Das zeigen auch die Zahlen:
- Die Ausgaben der SBK für Gesundheitsförderung in den nichtbetrieblichen Lebenswelten sind seit 2015 um ca. 190 % gestiegen. (Quelle: SBK intern)
- Für betriebliche Gesundheitsförderung stiegen die SBK-Ausgaben um ca. 60 %. (Quelle: SBK intern)
- Von 2015 bis 2023 hat sich die Zahl der Einrichtungen, in denen die Krankenkassen Gesundheitsprogramme fördern, von 24.420 auf 46.971 fast verdoppelt. (Quellen: Präventionsbericht der gesetzlichen Kranken- und Pflegekassen 2024)
- Die GKV weiten Ausgaben für Prävention sind rund 100% von 317 Mio. in 2015 Euro auf 631 Mio. Euro in 2023 gestiegen. (Quellen: Präventionsbericht der gesetzlichen Kranken- und Pflegekassen 2024 und 2016)

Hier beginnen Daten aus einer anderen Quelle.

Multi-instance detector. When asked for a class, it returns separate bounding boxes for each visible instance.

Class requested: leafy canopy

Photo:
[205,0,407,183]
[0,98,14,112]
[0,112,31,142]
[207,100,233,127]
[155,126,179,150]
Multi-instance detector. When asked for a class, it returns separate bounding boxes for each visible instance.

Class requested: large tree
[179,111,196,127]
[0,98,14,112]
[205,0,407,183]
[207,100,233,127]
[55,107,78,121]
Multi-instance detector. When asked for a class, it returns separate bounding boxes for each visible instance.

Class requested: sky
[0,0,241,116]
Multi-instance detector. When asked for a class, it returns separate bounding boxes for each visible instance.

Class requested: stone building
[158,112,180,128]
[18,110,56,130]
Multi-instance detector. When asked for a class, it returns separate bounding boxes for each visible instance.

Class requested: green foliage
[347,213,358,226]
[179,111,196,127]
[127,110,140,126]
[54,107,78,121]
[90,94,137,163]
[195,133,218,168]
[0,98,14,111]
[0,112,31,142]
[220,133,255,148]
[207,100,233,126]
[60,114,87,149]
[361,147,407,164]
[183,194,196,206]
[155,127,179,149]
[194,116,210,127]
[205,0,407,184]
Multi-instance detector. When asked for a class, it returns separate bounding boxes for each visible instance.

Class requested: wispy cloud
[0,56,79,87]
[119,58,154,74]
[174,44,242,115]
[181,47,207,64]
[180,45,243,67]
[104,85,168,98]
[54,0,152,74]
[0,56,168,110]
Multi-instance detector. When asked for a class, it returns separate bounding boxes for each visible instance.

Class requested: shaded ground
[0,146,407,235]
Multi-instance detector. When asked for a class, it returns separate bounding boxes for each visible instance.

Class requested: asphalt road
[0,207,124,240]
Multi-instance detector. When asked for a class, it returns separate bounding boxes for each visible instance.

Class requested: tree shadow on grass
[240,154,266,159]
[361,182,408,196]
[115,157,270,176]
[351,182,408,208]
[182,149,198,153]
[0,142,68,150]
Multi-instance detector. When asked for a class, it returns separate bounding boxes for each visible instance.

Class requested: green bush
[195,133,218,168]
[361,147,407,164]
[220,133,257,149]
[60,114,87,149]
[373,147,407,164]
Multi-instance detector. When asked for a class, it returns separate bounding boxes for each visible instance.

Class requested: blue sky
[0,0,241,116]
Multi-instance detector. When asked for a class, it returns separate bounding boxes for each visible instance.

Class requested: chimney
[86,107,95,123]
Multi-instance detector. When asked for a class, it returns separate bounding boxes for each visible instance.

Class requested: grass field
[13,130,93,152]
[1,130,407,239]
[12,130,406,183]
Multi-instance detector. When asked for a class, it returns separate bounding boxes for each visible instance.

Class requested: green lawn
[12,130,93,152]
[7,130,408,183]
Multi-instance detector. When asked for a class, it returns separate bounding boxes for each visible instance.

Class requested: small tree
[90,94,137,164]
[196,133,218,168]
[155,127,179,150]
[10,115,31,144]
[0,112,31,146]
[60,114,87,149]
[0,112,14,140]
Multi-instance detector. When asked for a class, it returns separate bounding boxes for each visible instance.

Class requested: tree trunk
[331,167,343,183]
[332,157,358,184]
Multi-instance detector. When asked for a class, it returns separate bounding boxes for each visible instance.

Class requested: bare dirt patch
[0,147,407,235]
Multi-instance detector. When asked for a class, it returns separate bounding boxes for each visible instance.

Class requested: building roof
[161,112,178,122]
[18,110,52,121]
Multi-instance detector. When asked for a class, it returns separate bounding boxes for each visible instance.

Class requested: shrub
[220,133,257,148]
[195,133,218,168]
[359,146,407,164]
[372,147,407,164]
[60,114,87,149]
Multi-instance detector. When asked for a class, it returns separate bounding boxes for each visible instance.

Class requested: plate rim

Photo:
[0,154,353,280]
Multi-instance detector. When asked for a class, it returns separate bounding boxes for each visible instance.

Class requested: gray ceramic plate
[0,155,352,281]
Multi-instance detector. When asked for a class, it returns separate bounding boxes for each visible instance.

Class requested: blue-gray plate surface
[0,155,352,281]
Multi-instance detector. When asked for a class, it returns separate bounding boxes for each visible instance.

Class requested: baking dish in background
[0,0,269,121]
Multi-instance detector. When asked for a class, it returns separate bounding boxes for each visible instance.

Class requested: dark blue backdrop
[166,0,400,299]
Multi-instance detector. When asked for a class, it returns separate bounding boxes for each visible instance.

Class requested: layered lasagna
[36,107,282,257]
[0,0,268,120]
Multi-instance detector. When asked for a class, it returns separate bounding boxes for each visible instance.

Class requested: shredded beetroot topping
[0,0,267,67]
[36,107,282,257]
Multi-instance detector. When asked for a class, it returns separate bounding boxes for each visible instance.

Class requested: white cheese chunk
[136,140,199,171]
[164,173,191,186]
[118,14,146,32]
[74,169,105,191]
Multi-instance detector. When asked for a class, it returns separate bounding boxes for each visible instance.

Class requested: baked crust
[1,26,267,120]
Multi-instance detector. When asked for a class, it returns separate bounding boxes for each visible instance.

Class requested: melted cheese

- Wichtig zu wissen: Das Budget des Gesundheitsfonds umfasst knapp 300 Mrd. Euro. Die Ausgaben für Prävention sind davon gerade mal ein halbes Prozent. (Quelle: Schätzerkreis Krankenkassen)
Hintergründe zum Präventionsgesetz finden Sie auf der Seite des BMG.
Über die SBK:
Die SBK Siemens-Betriebskrankenkasse ist die größte Betriebskrankenkasse Deutschlands und gehört zu den 20 größten gesetzlichen Krankenkassen. Als geöffnete, bundesweit tätige Krankenkasse versichert sie mehr als eine Million Menschen und betreut über 100.000 Firmenkunden in Deutschland – mit rund 1.800 Mitarbeiterinnen und Mitarbeitern in 80 SBK Geschäftsstellen.
Seit über 100 Jahren setzt sich die SBK persönlich und engagiert für die Interessen der Versicherten ein. Sie positioniert sich als Vorreiterin für einen echten Qualitätswettbewerb in der gesetzlichen Krankenversicherung. Voraussetzung dafür ist aus Sicht der SBK mehr Transparenz für die Versicherten – über relevante Finanzkennzahlen, aber auch über Leistungsbereitschaft, Beratung und Dienstleistungsqualität von Krankenkassen. Im Sinne der Versicherten vereint die SBK darüber hinaus das Beste aus persönlicher und digitaler Welt und treibt die Digitalisierung im Gesundheitswesen aktiv voran.